Le contexte social et la composition ethnique des établissements sont peu interrogés au regard de la progression des élèves (Duru-Bellat, 2003) alors même que les travaux s’y intéressant mettent en exergue leurs influences sur les apprentissages ainsi que les inégalités entre élèves. Felouzis et Perroton (2007) rappellent que la sociologie de l’éducation anglo-saxonne - qui aborde ce sujet par l’emploi du terme school mix - a largement contribué à montrer de quelle manière ces variables se révèlent décisives pour saisir des situations entre élèves qui au départ sont identiques, mais arborent des différences à l’arrivée. Plus prégnant pour les élèves de milieu défavorisés, ce constat a également été mis en évidence par Coleman, Campbelle, Hobson, MPartland, Mood, Weinfeld et York (1966) : « Les caractéristiques des autres élèves rendent compte de plus de variations dans la réussite des élèves issus des minorités que n’importe quelle caractéristique des équipements scolaires et un peu plus que les attitudes du corps enseignant » (p. 303 cités par Cherkaoui, 1979, p. 60).

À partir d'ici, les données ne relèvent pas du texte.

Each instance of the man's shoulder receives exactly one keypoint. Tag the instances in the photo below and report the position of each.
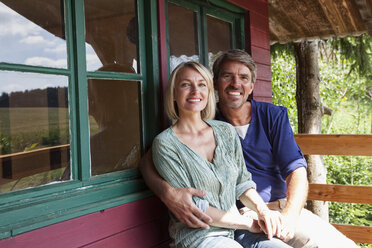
(269, 109)
(266, 106)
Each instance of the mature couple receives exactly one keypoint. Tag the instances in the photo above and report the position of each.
(203, 166)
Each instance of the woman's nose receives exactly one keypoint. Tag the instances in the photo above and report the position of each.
(235, 81)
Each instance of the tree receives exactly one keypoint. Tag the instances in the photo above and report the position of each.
(309, 112)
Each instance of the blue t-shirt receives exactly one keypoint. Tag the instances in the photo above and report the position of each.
(269, 149)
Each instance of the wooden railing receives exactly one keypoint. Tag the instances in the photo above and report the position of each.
(354, 145)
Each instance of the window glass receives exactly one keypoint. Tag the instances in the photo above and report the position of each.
(34, 130)
(114, 125)
(183, 37)
(32, 33)
(219, 37)
(111, 34)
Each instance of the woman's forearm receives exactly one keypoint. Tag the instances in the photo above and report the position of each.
(151, 176)
(224, 219)
(178, 200)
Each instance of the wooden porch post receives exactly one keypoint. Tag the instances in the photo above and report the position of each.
(309, 109)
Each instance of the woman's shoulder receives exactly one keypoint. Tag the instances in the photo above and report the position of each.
(163, 137)
(222, 127)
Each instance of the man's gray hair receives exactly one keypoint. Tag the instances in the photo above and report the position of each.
(235, 55)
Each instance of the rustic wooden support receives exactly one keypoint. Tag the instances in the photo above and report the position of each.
(360, 234)
(340, 193)
(335, 144)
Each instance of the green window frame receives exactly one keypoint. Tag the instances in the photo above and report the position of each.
(28, 209)
(216, 8)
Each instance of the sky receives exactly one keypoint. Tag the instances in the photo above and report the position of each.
(24, 42)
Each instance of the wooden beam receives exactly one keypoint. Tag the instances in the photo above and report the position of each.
(340, 193)
(335, 144)
(360, 234)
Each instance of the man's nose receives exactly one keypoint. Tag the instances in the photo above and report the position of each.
(235, 81)
(194, 89)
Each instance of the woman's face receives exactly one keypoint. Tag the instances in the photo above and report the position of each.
(190, 91)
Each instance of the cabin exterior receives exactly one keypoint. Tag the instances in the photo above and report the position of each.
(81, 90)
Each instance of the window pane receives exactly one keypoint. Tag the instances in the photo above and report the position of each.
(111, 34)
(32, 33)
(219, 37)
(114, 125)
(183, 37)
(34, 130)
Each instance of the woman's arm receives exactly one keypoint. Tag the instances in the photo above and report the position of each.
(178, 200)
(269, 221)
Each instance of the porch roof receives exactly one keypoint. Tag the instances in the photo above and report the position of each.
(298, 20)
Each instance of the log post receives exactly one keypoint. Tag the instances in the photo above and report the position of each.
(310, 112)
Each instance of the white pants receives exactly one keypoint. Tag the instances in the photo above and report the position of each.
(313, 232)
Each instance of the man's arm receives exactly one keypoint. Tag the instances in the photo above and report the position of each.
(178, 200)
(297, 188)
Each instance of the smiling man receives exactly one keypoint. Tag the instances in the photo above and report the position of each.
(271, 155)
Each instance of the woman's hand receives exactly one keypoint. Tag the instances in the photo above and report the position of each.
(270, 222)
(179, 202)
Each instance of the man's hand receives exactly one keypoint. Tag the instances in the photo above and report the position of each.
(179, 202)
(270, 222)
(289, 227)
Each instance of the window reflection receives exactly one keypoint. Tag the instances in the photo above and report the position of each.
(34, 130)
(32, 33)
(114, 123)
(219, 38)
(183, 37)
(111, 34)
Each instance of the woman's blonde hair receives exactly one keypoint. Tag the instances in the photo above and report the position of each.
(171, 106)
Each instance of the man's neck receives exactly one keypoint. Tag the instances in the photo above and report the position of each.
(238, 117)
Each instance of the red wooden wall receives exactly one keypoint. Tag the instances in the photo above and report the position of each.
(144, 223)
(141, 224)
(258, 42)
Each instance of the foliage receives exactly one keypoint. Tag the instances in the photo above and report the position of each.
(346, 88)
(283, 71)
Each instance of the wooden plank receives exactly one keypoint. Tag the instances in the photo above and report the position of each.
(263, 72)
(150, 234)
(340, 193)
(360, 234)
(335, 144)
(261, 55)
(97, 226)
(46, 149)
(259, 6)
(260, 38)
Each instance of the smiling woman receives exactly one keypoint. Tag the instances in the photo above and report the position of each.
(35, 40)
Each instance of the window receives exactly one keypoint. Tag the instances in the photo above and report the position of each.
(200, 32)
(34, 116)
(76, 94)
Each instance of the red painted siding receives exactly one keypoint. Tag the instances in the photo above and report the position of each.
(144, 223)
(259, 45)
(138, 224)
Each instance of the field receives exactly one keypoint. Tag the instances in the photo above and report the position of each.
(23, 129)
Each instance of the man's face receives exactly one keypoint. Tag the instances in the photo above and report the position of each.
(234, 84)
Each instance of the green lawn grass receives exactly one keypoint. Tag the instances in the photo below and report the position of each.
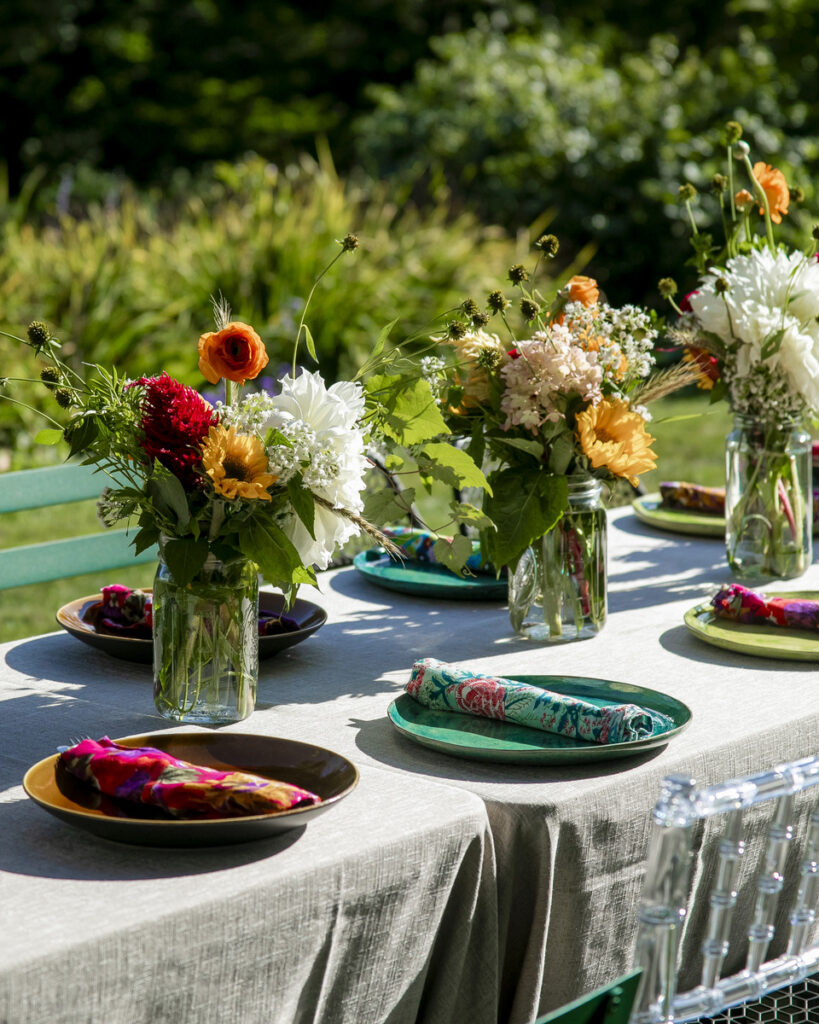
(690, 436)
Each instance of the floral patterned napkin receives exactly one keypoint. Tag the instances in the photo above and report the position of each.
(146, 775)
(418, 546)
(751, 608)
(680, 495)
(443, 687)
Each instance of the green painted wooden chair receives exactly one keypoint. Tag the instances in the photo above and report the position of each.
(611, 1005)
(33, 488)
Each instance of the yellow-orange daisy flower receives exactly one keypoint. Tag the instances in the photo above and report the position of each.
(614, 437)
(236, 464)
(775, 187)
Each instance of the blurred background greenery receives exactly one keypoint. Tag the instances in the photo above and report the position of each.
(160, 151)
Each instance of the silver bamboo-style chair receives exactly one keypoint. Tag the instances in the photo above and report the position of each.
(780, 989)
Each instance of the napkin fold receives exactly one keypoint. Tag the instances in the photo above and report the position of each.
(748, 606)
(443, 687)
(681, 495)
(418, 546)
(146, 775)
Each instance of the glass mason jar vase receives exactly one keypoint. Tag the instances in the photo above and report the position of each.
(768, 499)
(557, 592)
(206, 642)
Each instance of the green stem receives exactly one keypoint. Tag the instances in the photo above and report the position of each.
(335, 259)
(763, 199)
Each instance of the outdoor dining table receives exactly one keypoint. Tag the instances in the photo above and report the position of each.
(441, 889)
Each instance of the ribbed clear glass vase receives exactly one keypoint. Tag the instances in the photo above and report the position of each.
(206, 643)
(557, 592)
(768, 499)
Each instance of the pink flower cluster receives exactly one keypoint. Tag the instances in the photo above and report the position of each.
(551, 366)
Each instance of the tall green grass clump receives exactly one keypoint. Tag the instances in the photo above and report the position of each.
(129, 284)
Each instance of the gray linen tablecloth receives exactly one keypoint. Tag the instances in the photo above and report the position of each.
(569, 843)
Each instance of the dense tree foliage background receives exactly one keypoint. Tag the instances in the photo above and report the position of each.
(585, 116)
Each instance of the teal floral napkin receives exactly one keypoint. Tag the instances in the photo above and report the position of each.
(443, 687)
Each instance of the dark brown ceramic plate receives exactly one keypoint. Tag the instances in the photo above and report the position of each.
(77, 619)
(328, 774)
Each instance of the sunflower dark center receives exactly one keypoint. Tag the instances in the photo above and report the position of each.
(235, 469)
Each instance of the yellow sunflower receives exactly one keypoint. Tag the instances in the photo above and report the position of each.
(614, 437)
(236, 464)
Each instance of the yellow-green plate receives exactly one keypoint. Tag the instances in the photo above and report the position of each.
(649, 509)
(762, 641)
(486, 739)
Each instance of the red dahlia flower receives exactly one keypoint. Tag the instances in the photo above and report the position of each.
(175, 421)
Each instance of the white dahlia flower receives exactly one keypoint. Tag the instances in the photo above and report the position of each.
(767, 294)
(324, 425)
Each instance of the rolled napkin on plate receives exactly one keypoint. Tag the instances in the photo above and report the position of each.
(418, 545)
(443, 687)
(693, 497)
(147, 775)
(751, 608)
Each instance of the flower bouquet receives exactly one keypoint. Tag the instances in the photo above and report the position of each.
(260, 483)
(750, 327)
(555, 409)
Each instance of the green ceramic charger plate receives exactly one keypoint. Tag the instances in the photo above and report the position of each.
(428, 581)
(650, 510)
(763, 641)
(486, 739)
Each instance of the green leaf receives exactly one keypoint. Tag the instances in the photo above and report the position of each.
(406, 409)
(184, 557)
(384, 506)
(302, 500)
(169, 496)
(464, 512)
(466, 473)
(523, 508)
(267, 545)
(561, 454)
(308, 340)
(48, 436)
(453, 554)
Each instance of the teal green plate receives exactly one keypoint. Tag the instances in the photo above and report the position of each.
(428, 581)
(762, 641)
(486, 739)
(650, 510)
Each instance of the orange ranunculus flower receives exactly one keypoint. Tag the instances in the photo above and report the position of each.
(584, 290)
(235, 352)
(775, 186)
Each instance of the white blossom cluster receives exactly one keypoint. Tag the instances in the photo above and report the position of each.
(622, 337)
(761, 301)
(433, 372)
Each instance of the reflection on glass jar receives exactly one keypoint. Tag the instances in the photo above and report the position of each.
(768, 499)
(558, 590)
(206, 642)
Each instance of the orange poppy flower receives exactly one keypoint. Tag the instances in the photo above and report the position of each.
(235, 352)
(584, 290)
(775, 187)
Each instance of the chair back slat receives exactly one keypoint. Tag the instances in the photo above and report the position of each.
(34, 488)
(769, 882)
(803, 914)
(723, 899)
(662, 909)
(75, 556)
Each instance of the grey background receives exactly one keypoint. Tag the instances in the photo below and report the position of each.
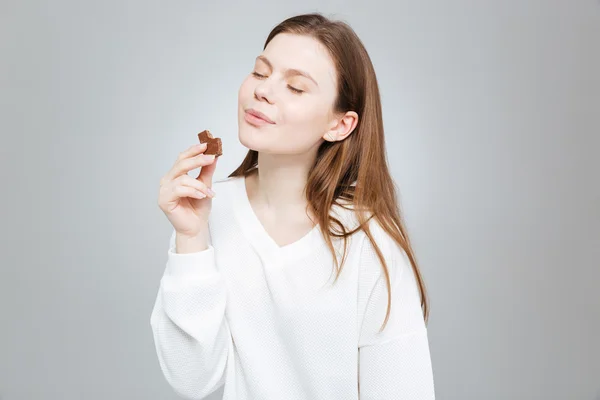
(492, 117)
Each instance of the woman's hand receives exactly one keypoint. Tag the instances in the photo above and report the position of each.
(187, 201)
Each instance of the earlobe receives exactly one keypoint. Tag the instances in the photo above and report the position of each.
(348, 124)
(329, 137)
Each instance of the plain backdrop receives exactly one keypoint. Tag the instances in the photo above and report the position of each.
(492, 118)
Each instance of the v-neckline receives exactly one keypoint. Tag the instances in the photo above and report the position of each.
(259, 237)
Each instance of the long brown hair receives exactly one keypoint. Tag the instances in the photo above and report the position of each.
(355, 169)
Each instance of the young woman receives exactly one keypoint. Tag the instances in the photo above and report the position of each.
(297, 281)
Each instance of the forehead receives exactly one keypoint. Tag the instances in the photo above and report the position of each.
(301, 52)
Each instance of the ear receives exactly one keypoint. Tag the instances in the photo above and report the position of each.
(342, 127)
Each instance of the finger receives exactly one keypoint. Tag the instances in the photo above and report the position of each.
(191, 151)
(187, 164)
(188, 191)
(207, 172)
(187, 180)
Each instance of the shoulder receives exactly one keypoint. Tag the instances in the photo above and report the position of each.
(226, 182)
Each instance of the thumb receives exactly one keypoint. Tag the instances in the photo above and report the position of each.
(207, 172)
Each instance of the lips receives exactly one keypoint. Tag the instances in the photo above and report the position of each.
(259, 115)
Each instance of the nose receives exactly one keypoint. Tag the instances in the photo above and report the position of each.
(263, 92)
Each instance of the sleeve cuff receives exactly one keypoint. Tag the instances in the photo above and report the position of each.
(191, 265)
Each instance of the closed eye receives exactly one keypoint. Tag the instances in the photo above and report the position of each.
(293, 89)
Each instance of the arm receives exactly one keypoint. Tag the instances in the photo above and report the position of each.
(396, 363)
(191, 335)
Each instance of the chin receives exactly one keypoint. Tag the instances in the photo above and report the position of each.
(249, 138)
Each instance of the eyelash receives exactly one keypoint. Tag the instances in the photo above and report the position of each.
(293, 89)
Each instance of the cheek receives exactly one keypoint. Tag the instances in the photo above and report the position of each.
(246, 90)
(308, 116)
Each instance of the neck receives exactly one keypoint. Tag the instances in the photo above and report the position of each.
(280, 181)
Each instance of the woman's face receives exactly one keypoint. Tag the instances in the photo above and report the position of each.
(293, 83)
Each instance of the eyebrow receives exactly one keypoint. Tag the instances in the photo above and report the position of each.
(290, 72)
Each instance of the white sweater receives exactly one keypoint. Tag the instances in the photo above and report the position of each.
(268, 324)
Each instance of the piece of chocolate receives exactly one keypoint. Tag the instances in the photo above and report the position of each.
(214, 145)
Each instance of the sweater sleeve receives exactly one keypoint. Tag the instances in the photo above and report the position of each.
(191, 334)
(396, 363)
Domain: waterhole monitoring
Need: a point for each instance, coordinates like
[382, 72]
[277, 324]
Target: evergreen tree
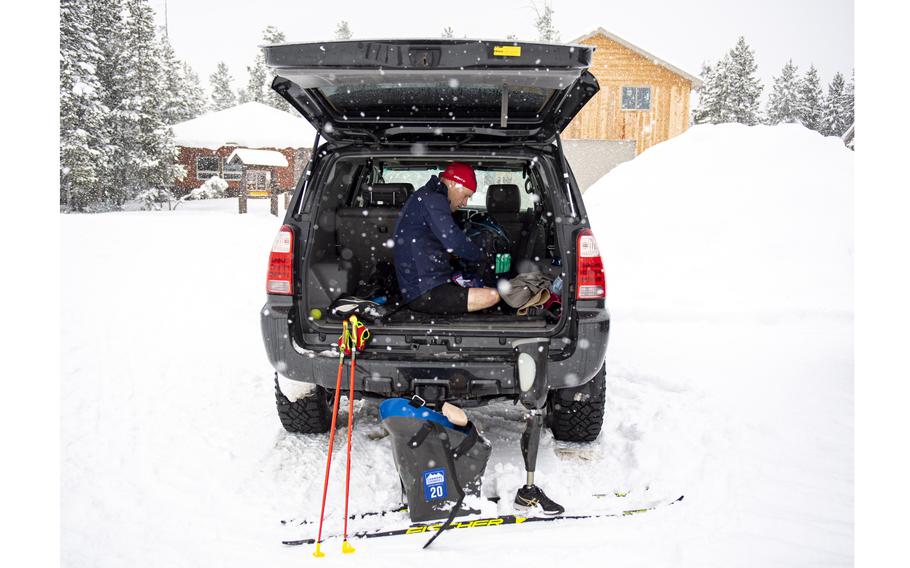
[154, 147]
[739, 88]
[848, 103]
[222, 95]
[834, 120]
[783, 103]
[183, 98]
[119, 130]
[707, 107]
[546, 29]
[81, 109]
[195, 94]
[256, 87]
[811, 108]
[343, 31]
[273, 35]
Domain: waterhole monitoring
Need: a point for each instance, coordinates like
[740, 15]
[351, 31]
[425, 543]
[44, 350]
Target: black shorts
[448, 298]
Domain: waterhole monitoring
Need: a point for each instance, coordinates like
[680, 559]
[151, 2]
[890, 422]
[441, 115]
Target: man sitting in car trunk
[425, 237]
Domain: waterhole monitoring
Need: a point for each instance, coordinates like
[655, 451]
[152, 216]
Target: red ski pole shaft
[355, 344]
[347, 481]
[328, 462]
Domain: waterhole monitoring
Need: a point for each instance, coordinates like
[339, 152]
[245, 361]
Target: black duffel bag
[438, 462]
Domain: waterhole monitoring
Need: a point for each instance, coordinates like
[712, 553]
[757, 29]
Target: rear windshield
[446, 98]
[418, 176]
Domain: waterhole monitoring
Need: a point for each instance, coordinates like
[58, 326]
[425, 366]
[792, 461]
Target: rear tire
[311, 414]
[576, 414]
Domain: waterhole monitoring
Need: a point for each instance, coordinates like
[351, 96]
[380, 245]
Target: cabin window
[207, 166]
[233, 171]
[636, 98]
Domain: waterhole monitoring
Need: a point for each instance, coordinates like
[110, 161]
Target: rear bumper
[460, 376]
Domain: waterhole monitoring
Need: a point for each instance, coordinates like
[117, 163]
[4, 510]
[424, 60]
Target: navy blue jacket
[425, 236]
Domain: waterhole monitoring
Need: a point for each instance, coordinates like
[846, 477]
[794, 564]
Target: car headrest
[387, 194]
[503, 198]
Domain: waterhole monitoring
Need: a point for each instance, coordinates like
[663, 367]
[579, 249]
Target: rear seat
[364, 231]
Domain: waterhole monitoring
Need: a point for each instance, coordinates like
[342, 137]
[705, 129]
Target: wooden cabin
[642, 97]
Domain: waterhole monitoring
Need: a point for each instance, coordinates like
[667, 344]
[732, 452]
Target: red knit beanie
[461, 173]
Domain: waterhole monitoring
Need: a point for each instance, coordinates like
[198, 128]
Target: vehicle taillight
[280, 279]
[590, 283]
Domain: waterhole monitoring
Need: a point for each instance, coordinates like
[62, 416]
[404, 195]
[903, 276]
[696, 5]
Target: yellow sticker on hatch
[507, 50]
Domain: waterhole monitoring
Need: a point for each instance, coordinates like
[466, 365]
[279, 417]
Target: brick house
[205, 143]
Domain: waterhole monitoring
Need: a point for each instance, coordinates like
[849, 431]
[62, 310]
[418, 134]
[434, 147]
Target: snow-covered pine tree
[783, 103]
[740, 89]
[119, 162]
[343, 31]
[155, 149]
[258, 85]
[546, 29]
[273, 35]
[222, 95]
[707, 99]
[834, 120]
[181, 97]
[848, 104]
[81, 110]
[195, 95]
[811, 108]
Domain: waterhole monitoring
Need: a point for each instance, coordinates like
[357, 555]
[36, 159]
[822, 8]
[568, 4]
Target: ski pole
[359, 336]
[343, 346]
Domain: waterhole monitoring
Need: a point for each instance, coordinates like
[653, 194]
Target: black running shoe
[530, 496]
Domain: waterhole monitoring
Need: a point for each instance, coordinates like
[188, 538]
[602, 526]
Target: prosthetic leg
[532, 379]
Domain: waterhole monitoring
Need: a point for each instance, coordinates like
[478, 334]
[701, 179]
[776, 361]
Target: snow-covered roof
[696, 82]
[253, 125]
[250, 157]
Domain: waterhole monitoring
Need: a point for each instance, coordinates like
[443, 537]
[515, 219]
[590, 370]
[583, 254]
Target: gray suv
[388, 115]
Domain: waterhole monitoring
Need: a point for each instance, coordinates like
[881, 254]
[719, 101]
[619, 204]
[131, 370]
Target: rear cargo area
[351, 249]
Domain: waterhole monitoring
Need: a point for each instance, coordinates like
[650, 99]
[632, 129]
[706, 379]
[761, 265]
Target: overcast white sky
[682, 33]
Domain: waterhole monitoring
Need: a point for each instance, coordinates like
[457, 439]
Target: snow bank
[729, 219]
[251, 124]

Les conclusions de Mayeske, Wisler, Beaton, Weinfeld, Cohen, Okada, Proshek et Tae (1972) qui analysent plus finement les données précédemment produites conduisent à ne pas négliger les effets d’agrégation qui correspondent à la somme des actions individuelles, qui par agglomération, deviennent des effets émergents (ou systèmes d’action). Adaptée au contexte scolaire par Monseur et Crahay

(2008), cette expression désigne les effets spécifiques produits sur les performances scolaires par le regroupement d’élèves d’une même catégorie sociale ou ethnique au sein d’un même établissement. Pour ces auteurs, l’affectation des élèves dans les écoles ne relève donc en rien du hasard : les enfants des familles de statut socio-économique supérieur fréquentent les meilleures écoles et celles-ci sont meilleures parce qu’elles sont précisément fréquentées par des élèves issus de milieu aisé. Ce qui laisse entendre qu’à l’inverse ceux provenant de familles ayant un statut socio-économique bas fréquentent les moins bonnes écoles et que réciproquement ces établissements sont les moins bons parce qu’ils accueillent les élèves possédant cette spécificité commune. Il est important de souligner que le contexte de scolarisation - défini par une pluralité d’éléments - s’inscrit avant tout dans un contexte social lui-même déterminé par les caractéristiques des élèves (Duru-Bellat, 2002). Par cette reconnaissance, il s’agit de prendre en considération le fait que les classes sont contenues dans une structure plus vaste qu’est l’école, elle-même nichée dans un périmètre social plus large, que ce soit la communauté, le quartier, la ville, le village ou le pays (Teddle & Reynolds, 2000 ; Pons, 2011). Le phénomène d’agrégation toucherait de nombreux systèmes éducatifs (Husén, 1975 ; Keeves, 1992 ; Vandenberghe, 2001) avec toutefois des conséquences variables selon les pays (Crahay & Monseur, 2006). Provenir d’un milieu social défavorisé (Battin-Pearson et

al., 2000 ; Zvoch, 2009) et/ou appartenir à une minorité visible (Dalton, Glennie & Ingels, 2009) - catégories dont font partie les élèves issus de l’immigration maghrébine - augmenteraient ainsi le risque d’abandonner les études.